Being Baddie Badderson
I interrupt my slew of posts of the presence or absence of basic human values in Fallout 3 to briefly consider my experiences so far playing as a “bad” character in the game. I’ve only been at it for a short time, but today was particularly interesting because it broke some of my tenuous assumptions about the experience.
First of all, until today, it had been my experience that being “bad” didn’t really make much of a difference except in conversation. That is, you end up being an asshole to people verbally, but not much else. I escaped the Vault and took out a bunch of Raiders and headed for Megaton, the first major city, in much the same state as when I’d played as “good” (or rather, as “not-a-conversational-dickhead”).

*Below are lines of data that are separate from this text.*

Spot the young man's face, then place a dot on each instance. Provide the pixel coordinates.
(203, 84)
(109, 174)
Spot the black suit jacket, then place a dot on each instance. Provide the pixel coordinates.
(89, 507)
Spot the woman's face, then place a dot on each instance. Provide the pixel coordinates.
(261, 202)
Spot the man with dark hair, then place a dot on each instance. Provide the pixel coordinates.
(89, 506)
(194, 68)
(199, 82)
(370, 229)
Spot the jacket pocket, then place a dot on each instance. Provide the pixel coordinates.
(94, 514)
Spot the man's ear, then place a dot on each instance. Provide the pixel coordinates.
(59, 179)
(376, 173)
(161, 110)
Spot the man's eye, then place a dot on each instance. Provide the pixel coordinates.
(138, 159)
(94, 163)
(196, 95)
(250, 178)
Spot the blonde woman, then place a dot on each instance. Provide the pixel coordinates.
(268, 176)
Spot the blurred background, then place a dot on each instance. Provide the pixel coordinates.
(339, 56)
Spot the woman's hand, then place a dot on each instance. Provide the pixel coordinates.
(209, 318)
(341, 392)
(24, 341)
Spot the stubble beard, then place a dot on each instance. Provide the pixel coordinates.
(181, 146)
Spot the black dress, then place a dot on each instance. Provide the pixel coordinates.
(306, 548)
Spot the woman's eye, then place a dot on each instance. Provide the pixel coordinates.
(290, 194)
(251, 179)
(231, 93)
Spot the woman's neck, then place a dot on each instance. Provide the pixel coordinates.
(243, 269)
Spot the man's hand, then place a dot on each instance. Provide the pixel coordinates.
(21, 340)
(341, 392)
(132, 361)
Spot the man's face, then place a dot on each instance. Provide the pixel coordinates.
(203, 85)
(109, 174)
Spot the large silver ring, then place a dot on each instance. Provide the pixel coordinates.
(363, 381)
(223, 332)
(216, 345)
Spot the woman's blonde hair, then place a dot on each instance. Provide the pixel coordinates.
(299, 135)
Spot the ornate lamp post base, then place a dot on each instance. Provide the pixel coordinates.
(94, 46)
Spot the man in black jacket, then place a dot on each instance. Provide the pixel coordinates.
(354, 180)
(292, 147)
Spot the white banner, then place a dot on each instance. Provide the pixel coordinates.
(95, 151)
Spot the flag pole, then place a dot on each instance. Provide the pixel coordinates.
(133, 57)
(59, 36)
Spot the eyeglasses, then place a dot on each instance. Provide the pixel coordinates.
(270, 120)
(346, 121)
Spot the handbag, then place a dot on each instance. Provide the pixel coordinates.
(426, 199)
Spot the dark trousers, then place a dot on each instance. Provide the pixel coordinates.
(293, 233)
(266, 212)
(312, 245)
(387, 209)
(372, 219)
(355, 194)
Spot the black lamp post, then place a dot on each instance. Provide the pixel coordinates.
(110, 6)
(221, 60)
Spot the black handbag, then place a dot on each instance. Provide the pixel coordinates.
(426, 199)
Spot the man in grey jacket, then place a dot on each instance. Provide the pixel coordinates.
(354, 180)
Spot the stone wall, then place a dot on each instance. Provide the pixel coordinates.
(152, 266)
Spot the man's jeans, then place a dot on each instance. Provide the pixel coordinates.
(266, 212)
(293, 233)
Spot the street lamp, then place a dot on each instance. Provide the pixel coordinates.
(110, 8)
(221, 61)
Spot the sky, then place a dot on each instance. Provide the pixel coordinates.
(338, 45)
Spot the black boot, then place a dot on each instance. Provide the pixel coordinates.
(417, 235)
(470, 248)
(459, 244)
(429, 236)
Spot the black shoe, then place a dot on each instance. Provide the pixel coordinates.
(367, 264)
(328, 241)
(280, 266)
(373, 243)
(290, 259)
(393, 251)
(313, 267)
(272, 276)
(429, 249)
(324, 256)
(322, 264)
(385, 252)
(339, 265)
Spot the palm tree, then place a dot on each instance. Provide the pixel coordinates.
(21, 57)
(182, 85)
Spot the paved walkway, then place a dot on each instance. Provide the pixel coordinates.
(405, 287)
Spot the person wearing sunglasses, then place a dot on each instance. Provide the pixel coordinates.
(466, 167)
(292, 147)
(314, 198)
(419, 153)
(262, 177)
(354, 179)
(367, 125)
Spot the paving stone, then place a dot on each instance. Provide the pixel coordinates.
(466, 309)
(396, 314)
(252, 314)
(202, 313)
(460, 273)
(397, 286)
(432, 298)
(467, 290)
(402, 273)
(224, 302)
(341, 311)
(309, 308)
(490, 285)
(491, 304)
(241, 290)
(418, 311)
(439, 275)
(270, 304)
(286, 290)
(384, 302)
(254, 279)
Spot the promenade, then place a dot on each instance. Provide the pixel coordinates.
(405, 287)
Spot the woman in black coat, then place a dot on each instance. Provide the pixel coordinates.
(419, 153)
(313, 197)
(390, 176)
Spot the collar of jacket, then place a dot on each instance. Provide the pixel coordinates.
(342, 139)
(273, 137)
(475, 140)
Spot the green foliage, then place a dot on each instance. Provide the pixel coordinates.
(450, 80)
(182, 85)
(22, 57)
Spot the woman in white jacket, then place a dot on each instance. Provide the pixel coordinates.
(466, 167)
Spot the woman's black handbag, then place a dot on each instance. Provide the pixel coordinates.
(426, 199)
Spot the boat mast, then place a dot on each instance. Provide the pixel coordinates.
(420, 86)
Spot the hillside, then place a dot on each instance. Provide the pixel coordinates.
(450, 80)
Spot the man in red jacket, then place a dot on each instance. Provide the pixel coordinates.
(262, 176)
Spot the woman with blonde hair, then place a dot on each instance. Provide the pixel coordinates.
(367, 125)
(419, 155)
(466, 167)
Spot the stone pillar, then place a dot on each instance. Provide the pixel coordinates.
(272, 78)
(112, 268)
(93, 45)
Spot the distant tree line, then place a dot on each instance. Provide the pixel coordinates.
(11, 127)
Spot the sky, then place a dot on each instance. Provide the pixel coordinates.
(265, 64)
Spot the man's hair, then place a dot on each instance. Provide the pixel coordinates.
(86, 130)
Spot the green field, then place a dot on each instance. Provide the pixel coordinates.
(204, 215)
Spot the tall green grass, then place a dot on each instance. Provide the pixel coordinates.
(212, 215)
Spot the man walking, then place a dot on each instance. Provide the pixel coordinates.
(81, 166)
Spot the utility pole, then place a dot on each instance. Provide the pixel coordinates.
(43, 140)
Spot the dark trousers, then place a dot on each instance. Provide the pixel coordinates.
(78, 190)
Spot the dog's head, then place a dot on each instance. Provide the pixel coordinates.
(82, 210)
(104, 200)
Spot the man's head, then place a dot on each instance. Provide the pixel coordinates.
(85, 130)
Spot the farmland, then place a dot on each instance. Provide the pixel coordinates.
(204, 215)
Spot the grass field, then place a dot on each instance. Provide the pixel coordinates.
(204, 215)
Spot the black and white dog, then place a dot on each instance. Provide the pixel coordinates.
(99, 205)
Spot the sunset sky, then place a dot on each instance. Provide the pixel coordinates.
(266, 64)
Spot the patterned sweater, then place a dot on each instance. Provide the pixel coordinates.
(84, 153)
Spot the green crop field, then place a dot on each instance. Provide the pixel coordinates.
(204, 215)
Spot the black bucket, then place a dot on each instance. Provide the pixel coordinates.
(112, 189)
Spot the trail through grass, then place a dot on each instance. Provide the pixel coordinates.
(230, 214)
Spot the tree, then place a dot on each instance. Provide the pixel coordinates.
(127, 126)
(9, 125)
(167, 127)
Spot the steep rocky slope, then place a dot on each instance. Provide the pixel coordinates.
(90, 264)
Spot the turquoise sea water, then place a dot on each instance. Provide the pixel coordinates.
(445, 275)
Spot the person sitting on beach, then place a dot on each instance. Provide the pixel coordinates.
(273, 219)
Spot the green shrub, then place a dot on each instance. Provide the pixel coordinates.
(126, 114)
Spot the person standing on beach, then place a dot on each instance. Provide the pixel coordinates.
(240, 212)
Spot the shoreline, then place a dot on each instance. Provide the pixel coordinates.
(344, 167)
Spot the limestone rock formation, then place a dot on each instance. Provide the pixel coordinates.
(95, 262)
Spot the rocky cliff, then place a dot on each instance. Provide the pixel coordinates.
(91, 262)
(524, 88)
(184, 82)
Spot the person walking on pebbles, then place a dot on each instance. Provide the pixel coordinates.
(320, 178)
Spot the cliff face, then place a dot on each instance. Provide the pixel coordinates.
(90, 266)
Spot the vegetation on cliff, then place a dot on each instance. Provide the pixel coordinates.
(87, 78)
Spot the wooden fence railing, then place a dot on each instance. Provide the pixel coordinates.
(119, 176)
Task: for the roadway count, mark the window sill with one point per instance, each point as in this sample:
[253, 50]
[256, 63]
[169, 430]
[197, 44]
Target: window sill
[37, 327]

But when I walked into Megaton I ran into the sheriff. And, both of us being hard-asses, he and I had words. It got to a point where I told him, menacingly, that I wanted his hat. Words turned to more and, well… I shot the sheriff. But I didn’t shoot the deputy, because there wasn’t one, although I did have to take out an onlooker who got frisky with a knife. I was, on the balance, quite pleased – being “bad” in conversation had led to real world hostility and fightin’.

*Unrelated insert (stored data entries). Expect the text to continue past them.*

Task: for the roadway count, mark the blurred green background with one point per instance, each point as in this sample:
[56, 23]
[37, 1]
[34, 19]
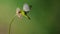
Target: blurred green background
[45, 17]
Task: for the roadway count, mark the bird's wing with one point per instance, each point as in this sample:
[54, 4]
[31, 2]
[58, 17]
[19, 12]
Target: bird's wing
[26, 7]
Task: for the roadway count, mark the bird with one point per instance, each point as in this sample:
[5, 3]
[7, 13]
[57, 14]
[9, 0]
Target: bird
[26, 9]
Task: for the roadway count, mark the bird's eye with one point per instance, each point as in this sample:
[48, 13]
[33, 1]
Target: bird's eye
[19, 12]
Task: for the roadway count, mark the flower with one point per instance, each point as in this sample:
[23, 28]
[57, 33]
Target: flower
[18, 12]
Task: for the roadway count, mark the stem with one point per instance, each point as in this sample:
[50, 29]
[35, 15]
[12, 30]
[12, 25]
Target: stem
[11, 23]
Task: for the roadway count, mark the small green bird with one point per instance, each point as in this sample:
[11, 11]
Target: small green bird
[26, 9]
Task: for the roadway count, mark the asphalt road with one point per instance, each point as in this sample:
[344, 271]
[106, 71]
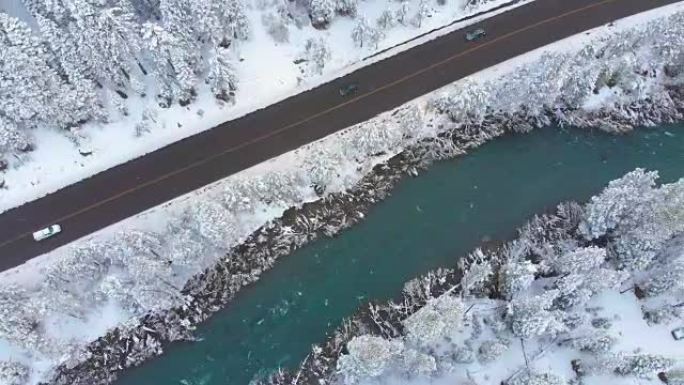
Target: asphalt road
[191, 163]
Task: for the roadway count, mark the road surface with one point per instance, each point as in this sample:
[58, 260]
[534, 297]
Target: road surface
[140, 184]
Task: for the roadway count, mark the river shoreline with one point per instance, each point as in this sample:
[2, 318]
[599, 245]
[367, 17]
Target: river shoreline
[212, 290]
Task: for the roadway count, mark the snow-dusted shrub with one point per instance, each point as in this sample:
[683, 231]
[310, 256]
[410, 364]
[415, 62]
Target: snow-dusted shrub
[515, 277]
[580, 260]
[416, 363]
[638, 217]
[490, 350]
[368, 357]
[276, 27]
[386, 20]
[316, 55]
[577, 288]
[13, 373]
[439, 317]
[365, 35]
[643, 365]
[346, 7]
[221, 77]
[536, 378]
[463, 354]
[662, 314]
[532, 316]
[321, 12]
[597, 343]
[477, 272]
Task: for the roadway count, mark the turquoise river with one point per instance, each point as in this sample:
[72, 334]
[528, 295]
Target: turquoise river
[428, 222]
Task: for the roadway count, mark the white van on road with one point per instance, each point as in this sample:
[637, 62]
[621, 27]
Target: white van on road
[47, 232]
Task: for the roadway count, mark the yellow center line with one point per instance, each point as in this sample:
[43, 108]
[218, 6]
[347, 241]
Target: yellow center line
[314, 116]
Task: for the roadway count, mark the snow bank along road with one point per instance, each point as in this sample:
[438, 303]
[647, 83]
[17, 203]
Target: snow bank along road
[196, 161]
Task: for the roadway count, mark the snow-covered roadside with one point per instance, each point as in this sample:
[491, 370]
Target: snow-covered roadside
[587, 295]
[143, 265]
[267, 73]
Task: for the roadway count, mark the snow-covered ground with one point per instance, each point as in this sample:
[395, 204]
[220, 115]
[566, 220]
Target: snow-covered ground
[266, 72]
[588, 295]
[139, 265]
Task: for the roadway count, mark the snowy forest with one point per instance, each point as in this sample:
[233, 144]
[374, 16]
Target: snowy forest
[67, 62]
[567, 302]
[147, 282]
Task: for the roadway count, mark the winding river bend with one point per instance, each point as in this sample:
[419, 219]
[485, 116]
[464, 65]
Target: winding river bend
[428, 222]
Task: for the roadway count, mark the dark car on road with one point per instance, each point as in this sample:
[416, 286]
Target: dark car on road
[476, 34]
[349, 89]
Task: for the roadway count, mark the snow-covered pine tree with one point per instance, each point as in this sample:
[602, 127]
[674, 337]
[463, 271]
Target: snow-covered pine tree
[221, 77]
[107, 39]
[364, 34]
[33, 93]
[316, 55]
[321, 12]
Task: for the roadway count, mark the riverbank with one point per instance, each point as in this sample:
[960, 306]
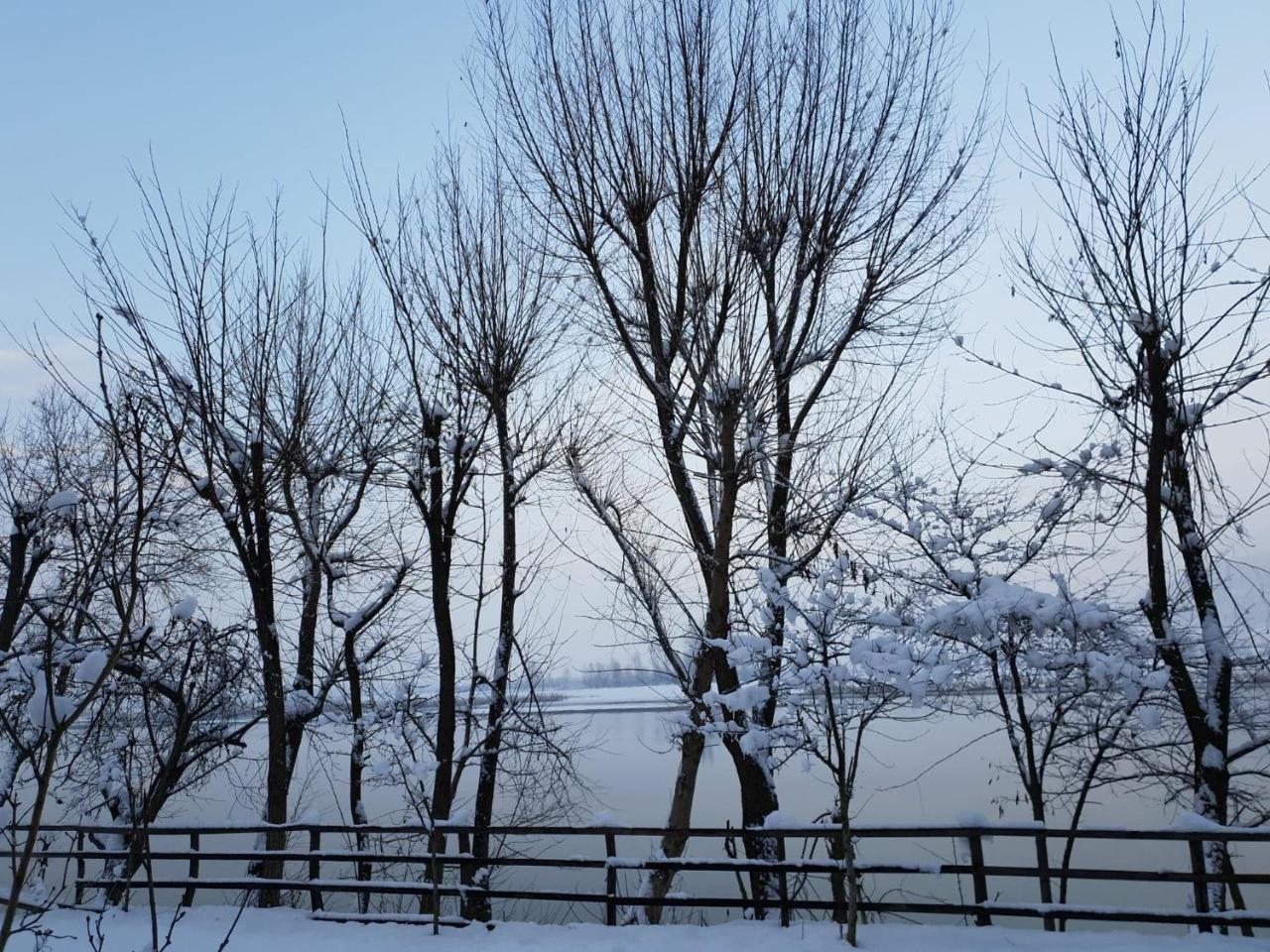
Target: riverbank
[204, 929]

Odd, though, was that nobody seemed to care much that I’d killed the sheriff of their town. No one ran to the sound of gunfire, no one challenged me, the newcomer, to any duels, and no one even tidied up the bodies of the sheriff and the self-deputizing civilian. I went to the local supply store and, bent on being a hard-ass, stole something. The mercenary guarding the store took issue and we had a bit of a scrape, ending with his death. The store owner cowered and ran away upstairs. After stealing a few more things, I went to check on her, figuring she’d have to die too. I found her crouched in a corner covering her head with her hands. I talked to her and she said… “Oh, hi there!” and proceeded to yak on about the town, its inhabitants, a book project of hers, and the kinds of things she had on sale. All while cowering. She was sending quite mixed messages and I became confused and left.
Turns out the game has generally mixed feelings about the “problem of evil”. It’s quite great that it pushes you to “bad” conflict if you use words hurtfully – people are quick to take offense and are prepared to die rather than be insulted. I like that a bad personality leads directly to bad behaviour. On the other hand, that bad behaviour is then incredibly bounded in terms of societal norms. I murdered several inhabitants of Megaton, but nobody in the town seemed bothered by it, even some people who saw me do it in cold blood. Sure, some of the townspeople seemed to fear me a bit, but not in any grandiose way, and they were still more than prepared to serve me drinks and sell me iguana-on-a-stick. A forgetful lot.
Being bad in Fallout 3, then, is a bit of a contradiction. The game actively participates in letting you push verbal confrontations to the brink and beyond, leading to deadly conflict. But then it suddenly forgets anything happened, leaving the actions you dramatically took feeling empty and inconsequential.
I stood for a while with the unmourned corpse of the sherif as I was leaving town. I let him keep the hat.